The arguments are identical to those specified in Arguments supported by LLMEngine.

usage: async_llm_engine.py [-h] --model MODEL [--revision REVISION]
                           [--tokenizer TOKENIZER] [--tokenizer-mode TOKENIZER_MODE]
                           [--seed SEED] [--devices DEVICES]
                           [--pipeline-parallel-size PIPELINE_PARALLEL_SIZE]
                           [--data-parallel-size DATA_PARALLEL_SIZE]
                           [--cache-dir CACHE_DIR]
                           [--npu-queue-limit NPU_QUEUE_LIMIT]
                           [--max-processing-samples MAX_PROCESSING_SAMPLES]
                           [--spare-blocks-ratio SPARE_BLOCKS_RATIO]

options:
  -h, --help            show this help message and exit
  --model MODEL         The Hugging Face model id, or path to Furiosa model artifact.
                        Currently only one model is supported per server.
  --revision REVISION   The specific model revision on Hugging Face Hub if the model
                        is given as a Hugging Face model id.

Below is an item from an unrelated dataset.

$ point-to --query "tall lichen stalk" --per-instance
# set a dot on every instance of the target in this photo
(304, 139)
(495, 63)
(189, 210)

It can be a branch name,
                        a tag name, or a commit id. Its default value is main.
                        However, if a given model belongs to the furiosa-ai
                        organization, the model will use the release model tag by
                        default.
  --tokenizer TOKENIZER
                        The name or path of a HuggingFace Transformers tokenizer.
  --tokenizer-mode TOKENIZER_MODE
                        The tokenizer mode. "auto" will use the fast tokenizer if
                        available, and "slow" will always use the slow tokenizer.
  --seed SEED           The seed to initialize the random number generator for
                        sampling.
  --devices DEVICES     The devices to run the model. It can be a single device or a
                        comma-separated list of devices. Each device can be either
                        "npu:X" or "npu:X:Y", where X is a device index and Y is a
                        NPU core range notation (e.g. "npu:0" for whole npu 0,
                        "npu:0:0" for core 0 of NPU 0, and "npu:0:0-3" for fused core
                        0-3 of npu 0). If not given, all available unoccupied devices
                        will be used.
  --pipeline-parallel-size PIPELINE_PARALLEL_SIZE
                        The size of the pipeline parallelism group. If not given, it
                        will use the default pp value of the artifact.
  --data-parallel-size DATA_PARALLEL_SIZE
                        The size of the data parallelism group. If not given, it will
                        be inferred from total available PEs and other parallelism
                        degrees.
  --cache-dir CACHE_DIR
                        The cache directory for temporarily generated files for this
                        LLM instance. When its value is ``None``, caching is
                        disabled. The default is "$HOME/.cache/furiosa/llm".
  --npu-queue-limit NPU_QUEUE_LIMIT
                        The NPU queue limit of the scheduler config.
  --max-processing-samples MAX_PROCESSING_SAMPLES
                        The maximum processing samples. Used as an hint for the
                        scheduler.
  --spare-blocks-ratio SPARE_BLOCKS_RATIO
                        The spare blocks ratio. Used as an hint for the scheduler.

API Reference#

class furiosa_llm.AsyncLLMEngine(native_engine: NativeLLMEngine, tokenizer: PreTrainedTokenizer | PreTrainedTokenizerFast, prompt_max_seq_len: int, max_seq_len_to_capture: int)[source]#

AsyncLLMEngine receives requests and generates texts asynchronously. Implements the API interface compatible with vLLM’s AsyncLLMEngine, but this class is based on furiosa-runtime and FuriosaAI NPU.

async abort(request_id: str) → None[source]#: Aborts a request with the given ID.

classmethod from_engine_args(args: AsyncEngineArgs) → AsyncLLMEngine[source]#: Creates an AsyncLLMEngine from AsyncEngineArgs.

async generate(prompt: str | TextPrompt | TokensPrompt, sampling_params: SamplingParams, request_id: str) → AsyncGenerator[RequestOutput, None][source]#

Generates text completions for a given prompt.

Parameters:

prompt – The prompt to the LLM. See PromptType for more details about the format of each input.
sampling_params – The sampling parameters of the request.
request_id – The unique id of the request.